We have previously shown that the transcriptional product of the novel gene, Xenopus tudor repeat (Xtr), occurred exclusively in germline cells and early embryonic cells and that the putative Xtr contained plural tudor domains which are thought to play a role in the protein–protein interactions. To understand the role of Xtr, we produced an antibody against a polypeptide containing Xtr tudor domains as an antigen and investigated the distribution and the function of the Xtr. Immunoprecipitation/Western blot and immunohistochemical analyses indicated a similar occurrence of the Xtr to the mRNA except for a slightly different profile of its amount during spermatogenesis. In spite of a large amount of Xtr mRNA at late‐secondary spermatogonial stage, the amount of Xtr was kept at a low level until this stage and increased after entering into the meiotic phase. Depletion of the Xtr function in the activated eggs by injection of the anti‐Xtr antibody caused the inhibition both of microtubule assembly around nucleus and of karyokinesis progression after prophase, but not of the oscillation of H1 kinase activity. These results suggest that the karyokinesis of at least early embryonic cells are regulated by unique mechanisms in which the Xtr is involved.

Functional demonstration of the ability of a primary spermatogonium as a stem cell by tracing a single cell destiny in Xenopus laevis

In Xenopus, although primary spermatogonium (PG), the largest cell in the testis, is believed to be spermatogonial stem cell by histological observations, functional evidence has never been obtained. In the present study, we first indicated that culture of juvenile testis in a medium supplemented with follicle stimulating hormone resulted in no proliferation of PG. In this culture system, early secondary spermatogonia could undergo mitotic divisions with a concomitant decrease in their size, so that they became distinguishable in size from PG. Because the subcutaneous environment of juveniles permitted aggregates of the dissociated testicular cells to reconstruct the normal testis structure, we next inserted a genetically marked PG isolated from cultured testes into the aggregate and transplanted it subcutaneously. In this system, 73.9% of the aggregates contained a marked PG. When we observed the aggregates 12 weeks after transplantation, most aggregates (70.0%) contained marked PG that had self‐renewed. Among these, fully growing aggregates contained many spermatogenic cells at the later developmental stage. These results suggested that isolated PG from the cultured testes had the ability as stem cells, and that purification of the spermatogenic stem cells became reliable in Xenopus.

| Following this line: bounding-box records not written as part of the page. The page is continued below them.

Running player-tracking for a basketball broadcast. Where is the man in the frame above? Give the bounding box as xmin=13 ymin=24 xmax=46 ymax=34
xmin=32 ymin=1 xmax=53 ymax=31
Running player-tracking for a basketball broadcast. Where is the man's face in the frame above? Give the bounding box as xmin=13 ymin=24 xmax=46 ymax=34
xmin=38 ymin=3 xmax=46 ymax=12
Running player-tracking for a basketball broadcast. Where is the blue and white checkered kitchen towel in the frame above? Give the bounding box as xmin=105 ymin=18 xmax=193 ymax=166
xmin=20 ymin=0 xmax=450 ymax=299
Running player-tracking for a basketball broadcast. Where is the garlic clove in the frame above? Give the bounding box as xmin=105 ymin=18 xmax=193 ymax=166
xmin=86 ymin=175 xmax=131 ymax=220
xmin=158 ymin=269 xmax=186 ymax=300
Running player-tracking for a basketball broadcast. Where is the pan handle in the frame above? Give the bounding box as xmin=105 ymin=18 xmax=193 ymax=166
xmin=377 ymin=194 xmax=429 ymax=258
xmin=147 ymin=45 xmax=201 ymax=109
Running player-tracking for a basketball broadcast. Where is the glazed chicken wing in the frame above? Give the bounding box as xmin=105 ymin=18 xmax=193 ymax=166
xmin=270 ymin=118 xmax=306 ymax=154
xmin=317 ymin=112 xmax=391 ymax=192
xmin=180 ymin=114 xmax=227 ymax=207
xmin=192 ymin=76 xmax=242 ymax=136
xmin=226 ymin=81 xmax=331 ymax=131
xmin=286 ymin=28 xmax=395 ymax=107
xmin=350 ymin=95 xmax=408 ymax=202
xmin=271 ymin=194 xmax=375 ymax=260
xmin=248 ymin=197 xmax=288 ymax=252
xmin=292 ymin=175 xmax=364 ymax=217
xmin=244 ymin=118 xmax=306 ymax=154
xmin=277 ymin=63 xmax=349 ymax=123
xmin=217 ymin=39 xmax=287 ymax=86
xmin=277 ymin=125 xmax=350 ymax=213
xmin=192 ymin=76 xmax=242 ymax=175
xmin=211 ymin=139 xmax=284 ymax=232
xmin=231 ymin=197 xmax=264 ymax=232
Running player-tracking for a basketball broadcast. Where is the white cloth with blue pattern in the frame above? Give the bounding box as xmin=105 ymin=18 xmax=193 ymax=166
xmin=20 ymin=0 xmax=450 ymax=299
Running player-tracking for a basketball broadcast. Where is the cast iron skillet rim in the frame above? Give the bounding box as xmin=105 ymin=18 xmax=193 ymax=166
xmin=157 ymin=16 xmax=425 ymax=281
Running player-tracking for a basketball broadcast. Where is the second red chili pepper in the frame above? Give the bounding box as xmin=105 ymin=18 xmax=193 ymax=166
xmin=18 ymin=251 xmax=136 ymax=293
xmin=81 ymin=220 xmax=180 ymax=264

Genes for Sperm‐specific Basic Nuclear Proteins in Bufo and Xenopus Are Expressed at Different Stages in Spermatogenesis

The expression of the genes for sperm‐specific basic nuclear proteins was examined, using the cDNA clones encoding protamine (P2) of Bufo japonicus and SP4 of Xenopus laevis as probes. Northern analyses showed that the mRNAs for these proteins were present only in the testes. Analyses with total RNA extracted from testicular cells at various spermatogenic stages revealed that in Bufo the transcripts of protamine genes are present in the spermatids, while in Xenopus the mRNAs for SP4 are present in both primary spermatocytes and spermatids. In situ hybridization studies with radiolabeled antisense RNA probes generated from cDNAs indicated that the Bufo protamine mRNAs accumulated first in round spermatids, while the Xenopus SP4 mRNAs did so in the pachytene stage of primary spermatocytes and thereafter.